Powell’s Prayer

How about a little time traveling today? We're setting the WayBack Machine for some skinny-ski fun in Northern Arizona's beautiful San Francisco Peaks. You might think I'm crazy, but the Peaks have some of my all-time favorite backcountry skiing terrain. Plus—as is so evident here—fantastically light and dry powder snow.

The San Francisco Peaks are the remnants of a big volcano that blew its top long ago. Geologists speculate the mountain stood around 16,000' high before the big boom. On the plus side, the explosion created Inner Basin, a giant, horseshoe-shaped basin which is what remains of the original volcano's crater.

Inner Basin is easily accessed via the Arizona Snow Bowl's main chairlift, which gets you within 500 vertical feet of the rim. Drop down the backside into backcountry skiing paradise, including Core Ridge, which features the steepest terrain on the entire mountain (for more color on this exciting part of the Peaks, check out Falling Headfirst Down an Ice Cliff ).

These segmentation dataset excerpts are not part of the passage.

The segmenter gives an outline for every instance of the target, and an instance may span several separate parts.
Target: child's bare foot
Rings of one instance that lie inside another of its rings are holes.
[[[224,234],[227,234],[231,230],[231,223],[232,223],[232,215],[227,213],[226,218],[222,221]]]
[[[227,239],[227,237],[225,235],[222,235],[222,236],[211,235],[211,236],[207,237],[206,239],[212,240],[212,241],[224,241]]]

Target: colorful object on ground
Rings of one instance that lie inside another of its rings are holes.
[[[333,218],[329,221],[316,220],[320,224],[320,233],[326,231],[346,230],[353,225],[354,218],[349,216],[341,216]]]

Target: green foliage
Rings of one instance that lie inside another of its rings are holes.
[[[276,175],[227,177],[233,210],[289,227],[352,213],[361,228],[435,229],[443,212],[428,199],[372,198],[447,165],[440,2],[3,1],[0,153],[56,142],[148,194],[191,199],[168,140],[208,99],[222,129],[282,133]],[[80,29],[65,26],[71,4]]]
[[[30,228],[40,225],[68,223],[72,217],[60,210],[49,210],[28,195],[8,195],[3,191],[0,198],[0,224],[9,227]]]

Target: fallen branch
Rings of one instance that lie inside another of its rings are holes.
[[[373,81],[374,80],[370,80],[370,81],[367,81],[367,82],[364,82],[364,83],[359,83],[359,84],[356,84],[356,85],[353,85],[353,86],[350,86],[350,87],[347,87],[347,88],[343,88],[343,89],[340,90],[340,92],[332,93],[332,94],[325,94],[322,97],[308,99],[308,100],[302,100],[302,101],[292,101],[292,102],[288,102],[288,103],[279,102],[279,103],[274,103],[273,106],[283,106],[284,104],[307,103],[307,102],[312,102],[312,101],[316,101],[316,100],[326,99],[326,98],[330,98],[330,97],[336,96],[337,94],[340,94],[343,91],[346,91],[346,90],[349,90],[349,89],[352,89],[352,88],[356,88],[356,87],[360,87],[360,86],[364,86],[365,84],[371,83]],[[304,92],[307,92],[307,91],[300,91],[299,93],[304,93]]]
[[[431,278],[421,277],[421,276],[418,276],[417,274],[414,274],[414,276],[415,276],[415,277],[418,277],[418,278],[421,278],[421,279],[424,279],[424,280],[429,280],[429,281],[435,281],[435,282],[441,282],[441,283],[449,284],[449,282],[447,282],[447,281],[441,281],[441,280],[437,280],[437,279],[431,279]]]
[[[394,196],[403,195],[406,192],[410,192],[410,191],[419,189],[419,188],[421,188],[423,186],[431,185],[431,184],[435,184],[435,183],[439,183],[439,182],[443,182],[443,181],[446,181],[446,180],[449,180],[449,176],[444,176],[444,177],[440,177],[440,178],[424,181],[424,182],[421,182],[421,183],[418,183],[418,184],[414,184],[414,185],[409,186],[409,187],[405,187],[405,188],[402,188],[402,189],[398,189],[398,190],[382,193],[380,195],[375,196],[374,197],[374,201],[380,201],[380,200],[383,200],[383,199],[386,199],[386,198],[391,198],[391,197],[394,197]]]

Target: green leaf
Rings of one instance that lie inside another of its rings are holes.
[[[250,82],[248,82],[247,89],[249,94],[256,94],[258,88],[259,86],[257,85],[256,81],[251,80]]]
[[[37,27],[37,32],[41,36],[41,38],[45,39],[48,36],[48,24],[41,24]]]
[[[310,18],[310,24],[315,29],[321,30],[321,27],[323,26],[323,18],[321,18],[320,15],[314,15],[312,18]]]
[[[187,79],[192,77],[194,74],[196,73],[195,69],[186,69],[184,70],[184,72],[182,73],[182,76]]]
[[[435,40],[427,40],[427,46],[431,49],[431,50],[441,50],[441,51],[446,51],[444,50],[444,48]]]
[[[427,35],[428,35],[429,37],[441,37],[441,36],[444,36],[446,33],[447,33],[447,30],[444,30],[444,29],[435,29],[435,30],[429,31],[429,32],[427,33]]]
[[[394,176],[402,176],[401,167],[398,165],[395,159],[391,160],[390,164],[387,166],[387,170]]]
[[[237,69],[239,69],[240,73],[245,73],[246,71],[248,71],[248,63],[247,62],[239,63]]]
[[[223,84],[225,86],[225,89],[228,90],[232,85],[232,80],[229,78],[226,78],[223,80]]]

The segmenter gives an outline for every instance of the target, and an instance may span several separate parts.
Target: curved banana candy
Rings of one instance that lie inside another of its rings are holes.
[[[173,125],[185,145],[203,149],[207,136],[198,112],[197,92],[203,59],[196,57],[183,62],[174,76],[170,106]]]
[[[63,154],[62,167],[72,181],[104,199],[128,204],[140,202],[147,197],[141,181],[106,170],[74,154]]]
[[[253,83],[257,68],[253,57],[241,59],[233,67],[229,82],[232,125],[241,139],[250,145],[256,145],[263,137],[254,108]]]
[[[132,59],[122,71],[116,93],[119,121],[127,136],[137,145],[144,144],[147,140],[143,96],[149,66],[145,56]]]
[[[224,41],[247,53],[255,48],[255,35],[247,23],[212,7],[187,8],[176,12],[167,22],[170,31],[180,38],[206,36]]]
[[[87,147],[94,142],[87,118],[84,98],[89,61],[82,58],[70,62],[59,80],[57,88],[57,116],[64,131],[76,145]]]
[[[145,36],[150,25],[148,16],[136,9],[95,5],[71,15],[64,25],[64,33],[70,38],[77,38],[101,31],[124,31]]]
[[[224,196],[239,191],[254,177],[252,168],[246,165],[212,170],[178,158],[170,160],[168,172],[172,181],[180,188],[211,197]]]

The video features me (red and blue jacket, teal pack) and friends skiing Inner Basin back in March 1990(!), including a traverse along Core Ridge to a steep north-facing couloir we named "Powell's Prayer" in honor of a big fall our friend took down it on what might have been the first descent. It's possible another Flagstaff skier beat us to it all the way back in the 1970's; however, there are many north facing couloirs off Core Ridge, so there was some confusion as to which one he'd actually skied.

During this trip I set my all-time Big Air record: about 30 vertical feet. I know—not much by today's standards. On the first pass, I approached the headwall tentatively and barely cleared the snow. So I hit it again, this time determined to take flight by ramping up my speed. Unfortunately (or fortunately, depending on your point of view), I flew well beyond the landing zone and bombed into the flats.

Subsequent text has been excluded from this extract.